The bladder and vagina are often linked in these infections – as the oestrogen falls, it can impact on the friendly bacteria in the vagina meaning more ‘baddies’ can be present. As the urethra (the tube from the bladder) is right next door, these ‘baddies’ can travel to the bladder causing an infection. As the bladder is weaker, the infection is more likely to take hold and can often cause repeat infections, which are hard to clear.
I also have to talk about sex in this regard. We have all heard of ‘Honeymoon Cystitis’ but because the vaginal tissue is thinner and weaker in the menopause, sexual activity could also be a contributory factor for cystitis.
So what can we do?
Firstly, strengthening the pelvic girdle can be helpful for keeping the bladder and vagina toned. For this you can do the Kegel Exercises – just Google for instructions. I would also suggest a Sea Buckthorn Oil Capsule, as this is known to help restore the mucus lining in the vagina. This is also good for vagina dryness and irritation and dry eyes and mouth. Gently raising and balancing oestrogen can be a good idea too, so fermented soya supplements such as Menopause Support can be helpful (although it can take a few weeks to kick in, so be patient).
Keeping your friendly bacteria happy is really important, so you could take a daily dose of Molkosan Fruit or a probiotic. Any minor bladder infection often responds well to the herb Uva ursi. However, if you are in a lot of pain, see blood in your urine or have a temperature, then you must see your doctor.

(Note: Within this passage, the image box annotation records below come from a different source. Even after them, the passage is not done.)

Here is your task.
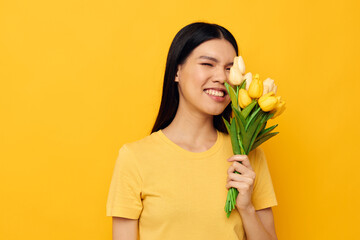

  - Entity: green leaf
[245,108,262,131]
[251,132,279,150]
[255,124,279,142]
[241,99,257,119]
[248,112,268,151]
[230,120,240,155]
[225,82,239,109]
[243,111,264,153]
[231,106,246,134]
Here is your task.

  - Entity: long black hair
[151,22,238,133]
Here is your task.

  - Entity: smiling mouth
[204,89,226,97]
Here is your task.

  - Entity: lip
[204,88,227,102]
[204,88,227,97]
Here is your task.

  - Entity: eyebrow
[198,56,234,65]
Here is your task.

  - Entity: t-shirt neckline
[157,129,223,158]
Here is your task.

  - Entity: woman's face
[175,39,236,115]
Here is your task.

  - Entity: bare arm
[239,208,277,240]
[112,217,138,240]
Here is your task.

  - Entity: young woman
[107,22,277,240]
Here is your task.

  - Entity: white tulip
[263,78,277,96]
[234,56,245,74]
[244,72,252,91]
[229,66,244,85]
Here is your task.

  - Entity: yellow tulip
[271,96,286,119]
[229,65,244,85]
[258,92,278,112]
[263,78,277,95]
[238,89,251,108]
[249,74,263,98]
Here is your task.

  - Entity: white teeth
[205,89,224,97]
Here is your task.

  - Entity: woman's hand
[226,155,255,210]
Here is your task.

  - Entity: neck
[162,98,217,146]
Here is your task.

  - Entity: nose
[213,68,228,84]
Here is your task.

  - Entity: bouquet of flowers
[223,56,285,217]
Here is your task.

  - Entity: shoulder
[119,132,162,157]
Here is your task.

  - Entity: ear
[175,65,181,82]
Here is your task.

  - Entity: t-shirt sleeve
[252,147,278,210]
[106,144,143,219]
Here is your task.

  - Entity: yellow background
[0,0,360,240]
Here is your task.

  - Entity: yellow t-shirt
[106,130,277,240]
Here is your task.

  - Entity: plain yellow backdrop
[0,0,360,240]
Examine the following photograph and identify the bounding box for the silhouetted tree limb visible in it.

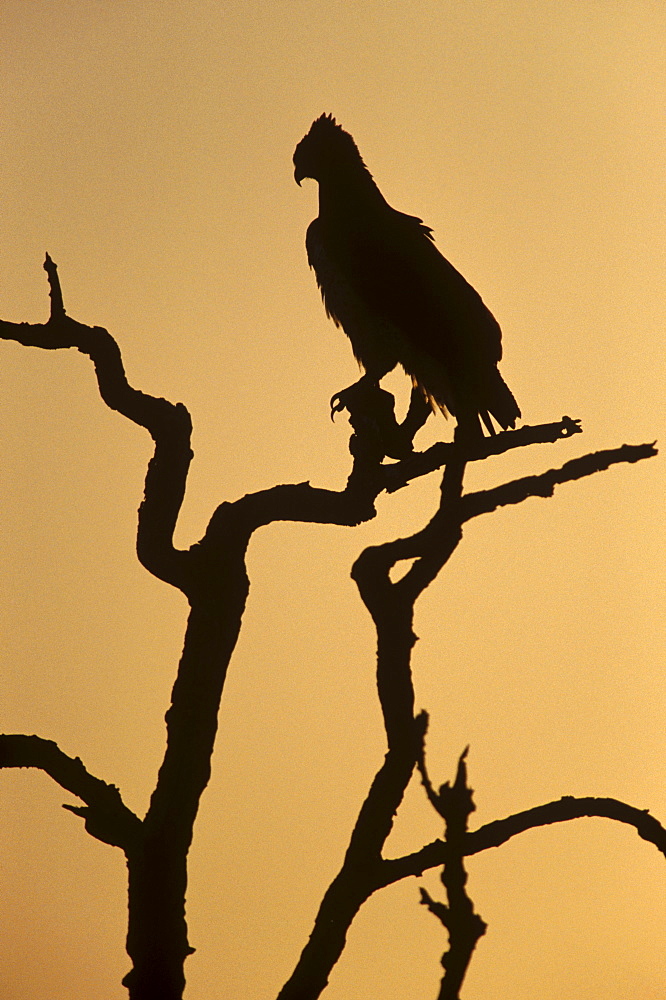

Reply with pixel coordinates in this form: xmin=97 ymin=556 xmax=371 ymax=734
xmin=0 ymin=734 xmax=141 ymax=851
xmin=278 ymin=715 xmax=426 ymax=1000
xmin=462 ymin=443 xmax=657 ymax=521
xmin=0 ymin=255 xmax=663 ymax=1000
xmin=418 ymin=750 xmax=486 ymax=1000
xmin=380 ymin=795 xmax=666 ymax=886
xmin=382 ymin=417 xmax=582 ymax=493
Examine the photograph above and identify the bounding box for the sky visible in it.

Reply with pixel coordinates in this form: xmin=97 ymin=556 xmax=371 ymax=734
xmin=0 ymin=0 xmax=666 ymax=1000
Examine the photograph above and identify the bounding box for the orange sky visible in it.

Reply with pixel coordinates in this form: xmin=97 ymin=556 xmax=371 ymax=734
xmin=0 ymin=0 xmax=666 ymax=1000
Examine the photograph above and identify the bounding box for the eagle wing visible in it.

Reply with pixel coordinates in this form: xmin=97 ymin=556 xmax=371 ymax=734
xmin=306 ymin=202 xmax=519 ymax=426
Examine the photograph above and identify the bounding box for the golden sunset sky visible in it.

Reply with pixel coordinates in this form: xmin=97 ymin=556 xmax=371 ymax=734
xmin=0 ymin=0 xmax=666 ymax=1000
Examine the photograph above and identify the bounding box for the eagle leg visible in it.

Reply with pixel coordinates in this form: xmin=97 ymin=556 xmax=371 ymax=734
xmin=331 ymin=373 xmax=416 ymax=459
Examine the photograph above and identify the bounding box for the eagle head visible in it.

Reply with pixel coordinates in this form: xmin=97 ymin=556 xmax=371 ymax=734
xmin=294 ymin=115 xmax=363 ymax=185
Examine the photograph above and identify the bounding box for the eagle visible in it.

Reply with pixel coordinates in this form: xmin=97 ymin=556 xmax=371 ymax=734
xmin=294 ymin=114 xmax=520 ymax=438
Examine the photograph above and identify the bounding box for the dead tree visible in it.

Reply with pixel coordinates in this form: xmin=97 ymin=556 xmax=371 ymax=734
xmin=0 ymin=255 xmax=666 ymax=1000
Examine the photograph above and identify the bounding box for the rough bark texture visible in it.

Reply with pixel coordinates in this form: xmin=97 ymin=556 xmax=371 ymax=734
xmin=0 ymin=256 xmax=666 ymax=1000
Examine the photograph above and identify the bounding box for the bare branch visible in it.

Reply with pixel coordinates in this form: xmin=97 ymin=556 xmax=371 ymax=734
xmin=0 ymin=254 xmax=192 ymax=590
xmin=381 ymin=795 xmax=666 ymax=886
xmin=278 ymin=716 xmax=425 ymax=1000
xmin=462 ymin=443 xmax=657 ymax=521
xmin=0 ymin=734 xmax=141 ymax=853
xmin=419 ymin=750 xmax=486 ymax=1000
xmin=382 ymin=417 xmax=582 ymax=493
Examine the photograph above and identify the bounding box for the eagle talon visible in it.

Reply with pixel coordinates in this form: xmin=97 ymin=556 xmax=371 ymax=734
xmin=329 ymin=392 xmax=347 ymax=420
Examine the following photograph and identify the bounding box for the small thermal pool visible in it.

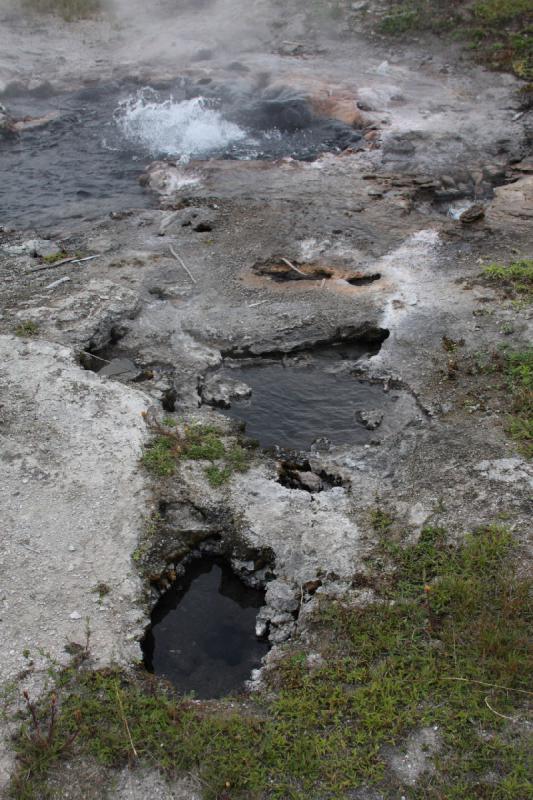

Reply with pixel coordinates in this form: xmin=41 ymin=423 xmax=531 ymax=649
xmin=143 ymin=559 xmax=269 ymax=698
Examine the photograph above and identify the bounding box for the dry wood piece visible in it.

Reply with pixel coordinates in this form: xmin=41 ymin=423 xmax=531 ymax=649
xmin=281 ymin=257 xmax=309 ymax=278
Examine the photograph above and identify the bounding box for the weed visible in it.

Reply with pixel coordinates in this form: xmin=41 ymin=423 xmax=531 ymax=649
xmin=370 ymin=507 xmax=394 ymax=533
xmin=22 ymin=0 xmax=104 ymax=22
xmin=483 ymin=258 xmax=533 ymax=303
xmin=505 ymin=348 xmax=533 ymax=458
xmin=142 ymin=417 xmax=249 ymax=486
xmin=42 ymin=250 xmax=68 ymax=264
xmin=15 ymin=319 xmax=39 ymax=338
xmin=11 ymin=526 xmax=533 ymax=800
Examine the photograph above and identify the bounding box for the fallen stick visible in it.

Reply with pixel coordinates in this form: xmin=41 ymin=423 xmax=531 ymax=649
xmin=44 ymin=276 xmax=70 ymax=289
xmin=169 ymin=245 xmax=196 ymax=283
xmin=72 ymin=256 xmax=100 ymax=264
xmin=281 ymin=258 xmax=309 ymax=278
xmin=80 ymin=350 xmax=111 ymax=364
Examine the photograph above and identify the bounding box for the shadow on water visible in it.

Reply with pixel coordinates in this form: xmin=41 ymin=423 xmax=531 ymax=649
xmin=222 ymin=342 xmax=399 ymax=451
xmin=0 ymin=78 xmax=361 ymax=229
xmin=143 ymin=559 xmax=269 ymax=698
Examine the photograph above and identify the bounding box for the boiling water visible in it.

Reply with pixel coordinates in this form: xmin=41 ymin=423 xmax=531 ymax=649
xmin=0 ymin=80 xmax=360 ymax=229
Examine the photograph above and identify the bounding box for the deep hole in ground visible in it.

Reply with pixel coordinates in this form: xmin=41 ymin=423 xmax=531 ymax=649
xmin=252 ymin=256 xmax=381 ymax=286
xmin=212 ymin=329 xmax=394 ymax=451
xmin=142 ymin=558 xmax=269 ymax=698
xmin=278 ymin=457 xmax=343 ymax=494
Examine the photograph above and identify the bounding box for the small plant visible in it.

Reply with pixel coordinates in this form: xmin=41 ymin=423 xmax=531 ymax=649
xmin=22 ymin=0 xmax=104 ymax=22
xmin=15 ymin=319 xmax=39 ymax=339
xmin=505 ymin=348 xmax=533 ymax=458
xmin=141 ymin=435 xmax=177 ymax=478
xmin=483 ymin=258 xmax=533 ymax=303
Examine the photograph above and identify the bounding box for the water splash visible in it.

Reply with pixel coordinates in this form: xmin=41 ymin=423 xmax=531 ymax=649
xmin=115 ymin=89 xmax=246 ymax=162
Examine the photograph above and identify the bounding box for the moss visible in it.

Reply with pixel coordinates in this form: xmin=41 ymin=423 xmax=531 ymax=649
xmin=141 ymin=436 xmax=176 ymax=478
xmin=22 ymin=0 xmax=104 ymax=22
xmin=11 ymin=526 xmax=533 ymax=800
xmin=483 ymin=258 xmax=533 ymax=304
xmin=15 ymin=319 xmax=39 ymax=338
xmin=372 ymin=0 xmax=533 ymax=80
xmin=141 ymin=417 xmax=250 ymax=486
xmin=505 ymin=348 xmax=533 ymax=458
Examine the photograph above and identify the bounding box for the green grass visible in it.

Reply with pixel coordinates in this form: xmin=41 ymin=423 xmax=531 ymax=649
xmin=11 ymin=527 xmax=533 ymax=800
xmin=15 ymin=319 xmax=39 ymax=338
xmin=379 ymin=0 xmax=533 ymax=80
xmin=483 ymin=258 xmax=533 ymax=304
xmin=506 ymin=348 xmax=533 ymax=458
xmin=22 ymin=0 xmax=105 ymax=22
xmin=141 ymin=417 xmax=250 ymax=487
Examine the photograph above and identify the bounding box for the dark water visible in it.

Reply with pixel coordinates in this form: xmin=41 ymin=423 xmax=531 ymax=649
xmin=217 ymin=343 xmax=399 ymax=450
xmin=143 ymin=560 xmax=268 ymax=698
xmin=0 ymin=80 xmax=360 ymax=230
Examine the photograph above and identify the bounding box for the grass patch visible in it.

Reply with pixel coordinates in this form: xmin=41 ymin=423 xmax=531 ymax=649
xmin=22 ymin=0 xmax=105 ymax=22
xmin=141 ymin=417 xmax=250 ymax=487
xmin=483 ymin=258 xmax=533 ymax=304
xmin=372 ymin=0 xmax=533 ymax=81
xmin=15 ymin=319 xmax=39 ymax=338
xmin=11 ymin=527 xmax=533 ymax=800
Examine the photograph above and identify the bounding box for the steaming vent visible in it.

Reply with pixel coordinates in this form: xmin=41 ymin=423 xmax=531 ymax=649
xmin=115 ymin=89 xmax=247 ymax=162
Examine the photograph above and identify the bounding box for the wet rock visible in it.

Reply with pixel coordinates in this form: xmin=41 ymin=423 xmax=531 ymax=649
xmin=459 ymin=203 xmax=485 ymax=225
xmin=486 ymin=175 xmax=533 ymax=233
xmin=357 ymin=409 xmax=384 ymax=431
xmin=311 ymin=436 xmax=331 ymax=453
xmin=200 ymin=375 xmax=252 ymax=408
xmin=0 ymin=103 xmax=15 ymax=137
xmin=265 ymin=580 xmax=300 ymax=613
xmin=98 ymin=358 xmax=142 ymax=381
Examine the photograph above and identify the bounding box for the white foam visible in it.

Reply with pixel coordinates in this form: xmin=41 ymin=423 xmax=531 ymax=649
xmin=115 ymin=89 xmax=246 ymax=162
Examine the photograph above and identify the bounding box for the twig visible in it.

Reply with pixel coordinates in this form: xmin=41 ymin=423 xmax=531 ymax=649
xmin=17 ymin=542 xmax=41 ymax=556
xmin=443 ymin=677 xmax=533 ymax=696
xmin=485 ymin=697 xmax=529 ymax=725
xmin=72 ymin=255 xmax=100 ymax=264
xmin=80 ymin=350 xmax=111 ymax=364
xmin=26 ymin=256 xmax=100 ymax=275
xmin=169 ymin=245 xmax=196 ymax=283
xmin=115 ymin=683 xmax=139 ymax=758
xmin=44 ymin=275 xmax=70 ymax=289
xmin=281 ymin=258 xmax=309 ymax=278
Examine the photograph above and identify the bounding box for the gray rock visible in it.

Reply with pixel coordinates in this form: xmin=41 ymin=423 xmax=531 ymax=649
xmin=357 ymin=409 xmax=384 ymax=431
xmin=200 ymin=375 xmax=252 ymax=408
xmin=265 ymin=580 xmax=300 ymax=613
xmin=293 ymin=470 xmax=324 ymax=492
xmin=98 ymin=358 xmax=142 ymax=381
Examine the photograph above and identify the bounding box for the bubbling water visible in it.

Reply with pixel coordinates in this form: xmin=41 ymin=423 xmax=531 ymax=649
xmin=115 ymin=89 xmax=247 ymax=162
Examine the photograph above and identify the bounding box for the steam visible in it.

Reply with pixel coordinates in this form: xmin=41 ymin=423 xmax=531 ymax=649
xmin=115 ymin=89 xmax=246 ymax=162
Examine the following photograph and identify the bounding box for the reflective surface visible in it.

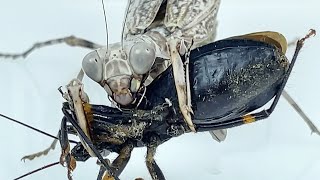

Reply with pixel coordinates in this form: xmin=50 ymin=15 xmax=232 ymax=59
xmin=0 ymin=0 xmax=320 ymax=180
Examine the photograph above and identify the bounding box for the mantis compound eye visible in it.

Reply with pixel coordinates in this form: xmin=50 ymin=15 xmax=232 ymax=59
xmin=129 ymin=42 xmax=156 ymax=75
xmin=82 ymin=51 xmax=103 ymax=83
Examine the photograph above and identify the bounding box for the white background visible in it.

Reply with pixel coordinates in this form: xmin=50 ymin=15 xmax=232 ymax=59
xmin=0 ymin=0 xmax=320 ymax=180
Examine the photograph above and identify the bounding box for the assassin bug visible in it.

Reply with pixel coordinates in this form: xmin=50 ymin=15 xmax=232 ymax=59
xmin=0 ymin=0 xmax=320 ymax=180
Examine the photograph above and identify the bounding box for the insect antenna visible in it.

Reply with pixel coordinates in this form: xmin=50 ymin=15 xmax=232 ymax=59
xmin=121 ymin=0 xmax=131 ymax=50
xmin=101 ymin=0 xmax=109 ymax=54
xmin=0 ymin=114 xmax=77 ymax=144
xmin=14 ymin=161 xmax=60 ymax=180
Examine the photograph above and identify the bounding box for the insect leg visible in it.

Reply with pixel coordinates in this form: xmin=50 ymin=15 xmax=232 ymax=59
xmin=61 ymin=107 xmax=119 ymax=180
xmin=146 ymin=136 xmax=165 ymax=180
xmin=282 ymin=90 xmax=320 ymax=135
xmin=59 ymin=117 xmax=76 ymax=180
xmin=0 ymin=36 xmax=102 ymax=59
xmin=169 ymin=38 xmax=196 ymax=132
xmin=197 ymin=30 xmax=318 ymax=134
xmin=97 ymin=142 xmax=134 ymax=180
xmin=21 ymin=139 xmax=58 ymax=161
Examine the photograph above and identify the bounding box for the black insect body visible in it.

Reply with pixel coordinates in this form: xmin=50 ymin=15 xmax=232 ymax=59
xmin=60 ymin=31 xmax=314 ymax=180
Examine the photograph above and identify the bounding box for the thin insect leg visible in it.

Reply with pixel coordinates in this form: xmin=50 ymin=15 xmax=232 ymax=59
xmin=267 ymin=29 xmax=316 ymax=113
xmin=146 ymin=136 xmax=165 ymax=180
xmin=62 ymin=107 xmax=119 ymax=180
xmin=21 ymin=139 xmax=58 ymax=161
xmin=97 ymin=142 xmax=134 ymax=180
xmin=198 ymin=30 xmax=315 ymax=131
xmin=21 ymin=125 xmax=77 ymax=161
xmin=59 ymin=117 xmax=76 ymax=180
xmin=0 ymin=36 xmax=102 ymax=59
xmin=282 ymin=90 xmax=320 ymax=135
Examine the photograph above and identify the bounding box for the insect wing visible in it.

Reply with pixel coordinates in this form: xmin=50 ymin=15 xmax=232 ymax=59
xmin=228 ymin=31 xmax=288 ymax=54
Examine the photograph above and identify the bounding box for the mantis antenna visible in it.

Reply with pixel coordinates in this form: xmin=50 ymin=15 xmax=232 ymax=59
xmin=101 ymin=0 xmax=109 ymax=54
xmin=121 ymin=0 xmax=131 ymax=50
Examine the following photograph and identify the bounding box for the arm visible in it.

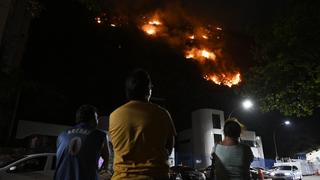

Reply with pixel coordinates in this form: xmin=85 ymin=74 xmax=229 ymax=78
xmin=101 ymin=134 xmax=111 ymax=173
xmin=166 ymin=112 xmax=177 ymax=156
xmin=166 ymin=136 xmax=175 ymax=156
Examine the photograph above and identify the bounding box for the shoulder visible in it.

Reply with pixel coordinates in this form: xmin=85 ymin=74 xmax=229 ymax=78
xmin=149 ymin=103 xmax=170 ymax=116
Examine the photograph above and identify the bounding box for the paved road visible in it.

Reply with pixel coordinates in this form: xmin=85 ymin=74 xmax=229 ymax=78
xmin=303 ymin=176 xmax=320 ymax=180
xmin=265 ymin=176 xmax=320 ymax=180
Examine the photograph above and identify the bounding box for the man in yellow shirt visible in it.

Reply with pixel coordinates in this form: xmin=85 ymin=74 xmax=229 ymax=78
xmin=109 ymin=69 xmax=176 ymax=180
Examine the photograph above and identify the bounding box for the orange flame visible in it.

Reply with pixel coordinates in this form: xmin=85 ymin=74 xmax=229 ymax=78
xmin=185 ymin=48 xmax=216 ymax=62
xmin=149 ymin=19 xmax=162 ymax=26
xmin=202 ymin=34 xmax=208 ymax=39
xmin=94 ymin=17 xmax=102 ymax=24
xmin=142 ymin=14 xmax=162 ymax=35
xmin=204 ymin=72 xmax=241 ymax=87
xmin=142 ymin=24 xmax=157 ymax=35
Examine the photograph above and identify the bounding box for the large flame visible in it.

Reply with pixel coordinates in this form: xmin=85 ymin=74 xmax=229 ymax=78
xmin=204 ymin=72 xmax=241 ymax=87
xmin=141 ymin=14 xmax=162 ymax=35
xmin=185 ymin=48 xmax=216 ymax=62
xmin=95 ymin=9 xmax=241 ymax=87
xmin=142 ymin=24 xmax=157 ymax=35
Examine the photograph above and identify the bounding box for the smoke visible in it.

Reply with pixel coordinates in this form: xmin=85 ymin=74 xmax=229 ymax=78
xmin=96 ymin=0 xmax=241 ymax=87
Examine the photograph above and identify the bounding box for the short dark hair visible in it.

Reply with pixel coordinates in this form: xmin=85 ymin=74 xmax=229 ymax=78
xmin=223 ymin=118 xmax=241 ymax=138
xmin=76 ymin=104 xmax=97 ymax=123
xmin=125 ymin=69 xmax=152 ymax=100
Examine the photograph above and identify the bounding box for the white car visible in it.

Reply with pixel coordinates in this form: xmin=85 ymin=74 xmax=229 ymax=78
xmin=0 ymin=153 xmax=56 ymax=180
xmin=270 ymin=165 xmax=302 ymax=180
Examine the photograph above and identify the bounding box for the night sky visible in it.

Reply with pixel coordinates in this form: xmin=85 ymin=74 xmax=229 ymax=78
xmin=18 ymin=0 xmax=320 ymax=158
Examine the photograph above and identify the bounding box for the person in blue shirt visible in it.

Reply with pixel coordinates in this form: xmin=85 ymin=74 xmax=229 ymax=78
xmin=54 ymin=105 xmax=109 ymax=180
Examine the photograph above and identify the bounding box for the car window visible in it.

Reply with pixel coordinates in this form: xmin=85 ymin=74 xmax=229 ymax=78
xmin=0 ymin=156 xmax=26 ymax=168
xmin=277 ymin=166 xmax=291 ymax=171
xmin=14 ymin=156 xmax=47 ymax=173
xmin=51 ymin=156 xmax=57 ymax=170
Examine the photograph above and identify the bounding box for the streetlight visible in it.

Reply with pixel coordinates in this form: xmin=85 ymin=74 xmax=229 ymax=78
xmin=228 ymin=99 xmax=253 ymax=119
xmin=273 ymin=120 xmax=291 ymax=161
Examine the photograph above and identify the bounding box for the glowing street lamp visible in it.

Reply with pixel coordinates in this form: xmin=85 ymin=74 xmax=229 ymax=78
xmin=273 ymin=120 xmax=291 ymax=160
xmin=228 ymin=99 xmax=253 ymax=119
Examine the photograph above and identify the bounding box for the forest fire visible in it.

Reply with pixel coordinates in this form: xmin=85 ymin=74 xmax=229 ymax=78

Something worth thinking about: most shower gels, soaps etc contain lots of nasty chemicals that can irritate this delicate area, so it would be worth changing over to organic products. Your local healthshop should have a range that are not too expensive. Cotton underwear may also help, allowing air to circulate and therefore keep the bacterial balance healthy.
And last but definitely not least, water, water, water. This is so important in the menopause for so many things including bladder health, so make sure that you are drinking plenty every day – tea, coffee and fizzy/sugary drinks don’t count and can actually make symptoms worse so are best avoided!